Godsil Manhattan Wielka szesnastka

Najbardziej luksusowe, amerykańskie marki słynęły przed drugą wojną światową z modeli zasilanych widlastymi jednostkami o szesnastu cylindrach. Od tamtego czasu podobna sytuacja nie miała miejsca, pomijając egzotyki budowane na specjalne zamówienia czy koncepty, które nie miały szans na produkcję. Godsil Industries zamierza zmienić ten stan rzeczy.

Tajemnicze przedsięwzięcie z Vancouver to dzieło życia Jasona Godsila, któremu od kilkunastu lat marzy się super samochód własnej produkcji. Zaczęło się w 2001 roku od wizji spadkobiercy Forda GT40, który miałby być napędzany silnikiem X-16 (to nie literówka).
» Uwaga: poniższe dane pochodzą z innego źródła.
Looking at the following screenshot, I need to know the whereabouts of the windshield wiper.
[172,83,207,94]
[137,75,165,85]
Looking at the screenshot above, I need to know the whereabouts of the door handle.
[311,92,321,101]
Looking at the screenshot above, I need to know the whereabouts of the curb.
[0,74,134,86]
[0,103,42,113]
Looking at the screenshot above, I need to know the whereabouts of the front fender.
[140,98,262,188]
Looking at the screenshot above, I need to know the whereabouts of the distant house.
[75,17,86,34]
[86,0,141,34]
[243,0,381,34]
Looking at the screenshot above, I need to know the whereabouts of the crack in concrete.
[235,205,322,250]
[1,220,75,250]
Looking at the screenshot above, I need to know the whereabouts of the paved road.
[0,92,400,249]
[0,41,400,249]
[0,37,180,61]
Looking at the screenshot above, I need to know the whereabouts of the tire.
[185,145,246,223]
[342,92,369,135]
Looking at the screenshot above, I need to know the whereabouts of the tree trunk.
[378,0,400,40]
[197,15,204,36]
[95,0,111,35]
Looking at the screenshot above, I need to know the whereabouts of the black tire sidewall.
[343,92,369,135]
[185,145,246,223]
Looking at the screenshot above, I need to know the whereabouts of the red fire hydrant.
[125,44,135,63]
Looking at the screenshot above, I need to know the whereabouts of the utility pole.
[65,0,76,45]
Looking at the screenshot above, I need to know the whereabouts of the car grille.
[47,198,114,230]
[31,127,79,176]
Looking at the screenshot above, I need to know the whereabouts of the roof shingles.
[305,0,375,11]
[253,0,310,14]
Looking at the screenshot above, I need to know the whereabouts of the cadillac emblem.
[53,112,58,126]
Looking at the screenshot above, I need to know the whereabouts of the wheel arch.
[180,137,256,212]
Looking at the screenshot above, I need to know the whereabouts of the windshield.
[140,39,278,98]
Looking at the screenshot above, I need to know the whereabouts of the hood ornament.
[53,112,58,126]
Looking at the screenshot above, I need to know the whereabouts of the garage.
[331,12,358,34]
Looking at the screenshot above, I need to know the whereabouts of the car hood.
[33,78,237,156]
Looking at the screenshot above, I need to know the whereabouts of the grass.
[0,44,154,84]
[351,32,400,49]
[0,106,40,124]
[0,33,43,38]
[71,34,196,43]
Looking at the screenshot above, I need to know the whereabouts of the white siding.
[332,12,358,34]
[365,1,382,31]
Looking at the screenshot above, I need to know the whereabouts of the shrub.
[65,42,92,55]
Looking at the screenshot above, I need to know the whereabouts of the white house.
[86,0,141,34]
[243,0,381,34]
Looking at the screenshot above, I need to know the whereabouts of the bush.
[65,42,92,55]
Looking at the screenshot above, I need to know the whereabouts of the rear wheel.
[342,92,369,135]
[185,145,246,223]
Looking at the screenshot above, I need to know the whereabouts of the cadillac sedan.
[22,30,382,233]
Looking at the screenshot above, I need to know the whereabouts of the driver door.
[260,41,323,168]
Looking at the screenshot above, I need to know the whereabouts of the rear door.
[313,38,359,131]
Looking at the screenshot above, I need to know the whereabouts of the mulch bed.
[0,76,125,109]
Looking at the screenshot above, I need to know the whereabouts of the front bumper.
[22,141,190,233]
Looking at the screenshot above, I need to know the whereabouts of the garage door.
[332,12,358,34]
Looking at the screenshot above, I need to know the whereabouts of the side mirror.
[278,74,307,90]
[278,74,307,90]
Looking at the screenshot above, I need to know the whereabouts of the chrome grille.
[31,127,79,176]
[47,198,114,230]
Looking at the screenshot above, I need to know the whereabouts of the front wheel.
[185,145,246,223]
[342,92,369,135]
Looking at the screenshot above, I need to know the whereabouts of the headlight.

Projekt zakończył się na szkicach, ale wkrótce pojawił się kolejny - wizja luksusowego grand tourera w przedwojennym stylu art deco, który miałby nawiązywać liniami do aut marek Rolls-Royce, Delahaye czy Duesenberg i wzorem Cadillaców czy Marmonów z tamtego okresu miałby być zasilany ogromnym silnikiem w układzie V16.

Godsil Manhattan

Godsil zamierza swoimi samochodami świętować amerykańską myśl technologiczną. Stąd też nazwa pierwszego z nich - Manhattan. Maszyna ma być czteroosobowym coupe z ponad 4-metrowym rozstawem osi, drzwiami otwieranymi przeciwnie do kierunku jazdy i silnikiem umieszczonym z przodu, którego moc miałaby dochodzić do tysiąca koni mechanicznych. Nad jednostką pracuje Ktisis Engineering, którego założyciel przykładał swego czasu ręcę do silnika V16 w koncepcie Cadillac Sixteen z 2003 roku. To nie wszystko: silnik w Manhattanie ma spalać naturalny gaz, którego pokłady stawiają kraje północnoamerykańskie w światowej czołówce.

Godsil Manhattan

Na chwilę obecną Godsil Manhattan istnieje jedynie na komputerowych wizualizacjach, a po fiasku starań o rządowe dotacje firma poszukuje inwestorów w przestrzeni publicznej, ale coraz bardziej namacalny staje się silnik (półtora roku temu pokazano pierwsze zdjęcia pokrywy głowicy). Jednostka V16 miałaby posłużyć w przyszłości do napędu kolejnych aut marki: 4-drzwiowej limuzyny, SUV'a oraz super sportowego wozu z silnikiem umieszczonym centralnie. Godsil przygotowuje się również do udostępnienia swojego zaplecza technicznego i wiedzy innym firmom, a także wypuszczenia własnej linii odzieży, zestawów bagażowych, mebli czy dekoracji pokojowych i przedmiotów osobistych. Kiedy i czy to wszystko nastąpi? Czas pokaże.